The National Journal asks:
Is the Obama administration’s stimulus plan helping to create or “save” 650,000 jobs, as the president and his aides say? Is that an appropriate way to measure the stimulus’ impact?
I am astounded by claims that fiscal stimulus under recession circumstances doesn’t create jobs. Or at least I am astounded when such claims come from reputable economists. Do they think that a construction job on a road-building project doesn’t count as a real job if the funding comes from the government? Or do they think that the increase in demand doesn’t raise output in the aggregate, because the federal debt crowds out private production and so someone else somewhere loses his or her job? That would be hard to believe, at a time when the Fed is keeping interest rates at zero, long-term interest rates are also quite low, and capacity is lying idle. Moreover, Republican lectures to Democrats about the evils of the national debt take real chutzpah, after Presidents Reagan, Bush I and Bush II increased the debt ten-fold during periods when no national emergency required it.

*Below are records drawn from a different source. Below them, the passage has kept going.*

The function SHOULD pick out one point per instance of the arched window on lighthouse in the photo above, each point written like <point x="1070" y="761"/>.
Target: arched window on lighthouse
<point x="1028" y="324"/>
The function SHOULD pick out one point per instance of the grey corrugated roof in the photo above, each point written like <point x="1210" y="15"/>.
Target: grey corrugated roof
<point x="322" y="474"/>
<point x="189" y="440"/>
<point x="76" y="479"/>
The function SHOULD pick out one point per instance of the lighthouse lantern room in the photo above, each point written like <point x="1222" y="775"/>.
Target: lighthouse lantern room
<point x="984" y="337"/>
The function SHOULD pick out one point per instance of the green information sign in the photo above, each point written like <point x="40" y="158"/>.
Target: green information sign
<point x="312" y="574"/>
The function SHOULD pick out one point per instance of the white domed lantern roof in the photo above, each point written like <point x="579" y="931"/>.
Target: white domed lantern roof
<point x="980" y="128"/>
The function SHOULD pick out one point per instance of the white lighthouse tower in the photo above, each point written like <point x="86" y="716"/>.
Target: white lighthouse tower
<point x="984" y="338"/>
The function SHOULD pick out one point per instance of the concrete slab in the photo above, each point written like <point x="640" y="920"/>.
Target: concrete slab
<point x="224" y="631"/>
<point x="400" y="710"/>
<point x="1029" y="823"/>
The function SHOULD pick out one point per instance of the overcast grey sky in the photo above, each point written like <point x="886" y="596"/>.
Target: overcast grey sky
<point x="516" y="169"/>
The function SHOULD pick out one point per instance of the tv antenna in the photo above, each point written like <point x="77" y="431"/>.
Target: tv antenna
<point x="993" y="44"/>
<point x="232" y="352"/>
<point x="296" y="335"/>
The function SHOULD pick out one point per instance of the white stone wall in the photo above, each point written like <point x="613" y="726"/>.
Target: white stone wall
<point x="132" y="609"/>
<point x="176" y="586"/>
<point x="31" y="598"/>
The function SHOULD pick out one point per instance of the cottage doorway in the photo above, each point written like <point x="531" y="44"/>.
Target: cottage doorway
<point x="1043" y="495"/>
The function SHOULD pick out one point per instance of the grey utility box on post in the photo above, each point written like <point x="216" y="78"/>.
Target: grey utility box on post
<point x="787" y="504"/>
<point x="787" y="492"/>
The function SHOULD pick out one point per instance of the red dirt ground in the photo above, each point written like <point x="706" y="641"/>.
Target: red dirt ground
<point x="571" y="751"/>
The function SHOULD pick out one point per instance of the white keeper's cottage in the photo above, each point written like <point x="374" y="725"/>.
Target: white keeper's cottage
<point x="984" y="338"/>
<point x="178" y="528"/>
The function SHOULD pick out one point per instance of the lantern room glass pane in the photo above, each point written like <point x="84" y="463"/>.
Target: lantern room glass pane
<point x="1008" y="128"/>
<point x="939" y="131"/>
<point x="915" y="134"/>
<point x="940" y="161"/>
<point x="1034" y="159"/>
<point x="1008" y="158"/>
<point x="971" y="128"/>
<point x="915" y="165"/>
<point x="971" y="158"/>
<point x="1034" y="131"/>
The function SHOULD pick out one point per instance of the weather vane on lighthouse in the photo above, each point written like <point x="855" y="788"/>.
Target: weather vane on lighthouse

Yes, the effort to identify specific jobs saved is more a political exercise than an economic exercise; the true number of jobs saved, relative to what would otherwise have happened is greater than the 650,000 number. It is legitimate as a communications strategy for the White House to make the benefits concrete by pointing to the many teachers who would have been laid off by fiscally devastated state and local governments in the absence of federal government money. But one problem is that the exercise doesn’t count the indirect effects of most of the spending and tax cuts, where it is hopeless to try to pinpoint whose job was saved.
The biggest problem, of course, is that one cannot estimate accurately, let alone prove, what would have happened in the absence of the stimulus package. Claims by Republican congressmen that one should judge Obamanomics by looking at whether employment is greater now than before February are nonsense. If there hadn’t been a severe recession underway (starting on the predecessor’s watch, if you want to get political about it), there would have been no need for the stimulus. None of us claims that fiscal stimulus creates a lot of jobs on net when the economy is already expanding strongly. The increased government spending that occurred during the terms of Presidents Reagan and Bush after the recessions of their respective first terms had already ended, for example, did not create a lot of jobs. But without the recent stimulus, the recession would have been worse.
The appropriate way to estimate the stimulus impacts is by means of a standard macroeconomic model with fiscal multipliers in it. But if you believe philosophically that fiscal multipliers are zero, even in a severe recession, then neither a standard macroeconomic model nor anything else will convince you.